A logical conclusion would be:

1. Keep informed.
2. Install patches as soon as possible
2. If a patch cannot be installed, find workarounds
3. If it is a port-related threat, find out if such ports are in use, and if
not, make sure they are closed. (Of course there would normally be no need
for this, since only *necessary* ports should be open *and* if connection is
required only from specific points, IP's should be restricted as well)

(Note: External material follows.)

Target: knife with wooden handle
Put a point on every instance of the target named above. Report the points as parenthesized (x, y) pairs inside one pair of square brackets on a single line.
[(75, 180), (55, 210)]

Although I have the pleasure to work with organizations who have very
proactive and efficient IT officials, the attitude I've seen in other
companies, from the people supposed to be in charge of the corporate network
security has, at first, made me angry, but thinking of it afterwards, it is
even amusing.
It is not the general rule (I hope), but even though, this should not be
happening.


Some of the comments overheard this week regarding Sasser:


"It was not our fault: It is the users'. Although we repeatedly tell them
not to do it, they always open these email attachments!"

"(While reinstalling Windows on 95% of the boxes) We have no problems here,
we do not need external advice, these things do happen and there is no way
to prevent it. We have antivirus software on every machine."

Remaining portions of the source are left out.